1945年敗戦前後

 水谷研治(名大客員教授)

1 人手不足

 194112月に始まった強大国アメリカ、イギリスをはじめ多くの国との大戦争は、その前から始まっていた中国との戦争の続きであった。

総力を挙げた必死の戦争であった。戦闘に参加したのは男達である。若者ばかりでは不足する。中年も動員された。

男性がいなくなると重要な工場も生産ができなくなる。国家総動員で対応した。14歳から25歳までの女子挺身隊が慣れない生産に携わった。

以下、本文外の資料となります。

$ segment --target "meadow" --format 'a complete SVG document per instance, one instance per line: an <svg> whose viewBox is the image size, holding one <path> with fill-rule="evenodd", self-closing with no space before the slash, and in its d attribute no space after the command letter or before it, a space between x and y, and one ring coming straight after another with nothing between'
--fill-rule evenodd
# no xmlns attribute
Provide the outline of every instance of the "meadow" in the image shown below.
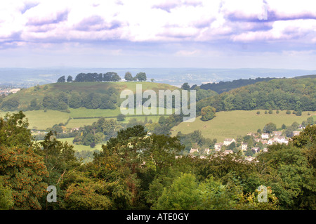
<svg viewBox="0 0 316 224"><path fill-rule="evenodd" d="M257 114L260 111L260 114ZM256 133L258 129L263 129L265 125L272 122L277 125L277 129L281 128L284 124L290 126L296 121L301 124L308 117L313 116L314 120L316 112L303 112L302 116L287 114L286 110L276 110L273 113L265 114L265 110L235 110L216 112L216 117L207 121L196 118L194 122L182 122L172 128L172 136L175 136L178 131L187 134L195 130L200 130L204 137L211 139L216 138L218 142L223 142L226 138L236 138L238 136L245 136L249 132ZM308 112L311 114L308 115Z"/></svg>
<svg viewBox="0 0 316 224"><path fill-rule="evenodd" d="M68 129L83 127L85 125L91 125L98 121L100 117L116 119L117 116L121 113L119 107L114 110L102 110L102 109L86 109L86 108L70 108L70 113L63 112L58 110L29 110L23 112L26 115L29 123L29 128L34 130L46 130L47 128L51 128L54 124L60 123L66 124L70 118L66 127ZM173 110L174 111L174 110ZM9 112L12 114L18 112ZM0 117L3 117L8 112L0 110ZM144 121L147 117L149 121L157 122L161 115L126 115L124 121L121 123L126 123L131 119L136 118L140 121ZM168 116L168 115L166 115Z"/></svg>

国のために懸命に働いた女子挺身隊を従軍慰安婦と同一視することは絶対に許せない。

12歳以上は労働力として働いた。中学生・女学生が軍需工場で働き、アメリカ空軍の爆撃で大勢が亡くなった。愛知時計電機や豊川の海軍工廠など多くの例がある。

 人手不足はあらゆる部門に及んだ。4年生の小学生が時々農業の手伝いに駆り出された。それが次第に増えていった。6年生になると授業を止めて農作業に出かけることが多くなった。

 勉強が嫌いな小生は大歓迎であった。田植えから田の草取り、稲刈り、脱穀まで一通りの仕事をやった。もちろん満足にできたはずがない。しかし上背があり、体力が強かったため、このような力仕事は得意であった。

2 食糧増産

 食糧難は戦後さらに酷くなった。あらゆる空地を利用した。小学校(西枇杷島国民学校)の運動場を畑にした。

 踏み固めた運動場を掘ることは難儀であった。鍬では歯が立たない。鶴嘴が必要であった。しかし鶴嘴はなかった。

鉄は軍艦、戦車、大砲など武器を作るために使い果たしており、家庭で使うための道具などは新しく作れるはずもなく、古い粗末な道具を使う以外になかった。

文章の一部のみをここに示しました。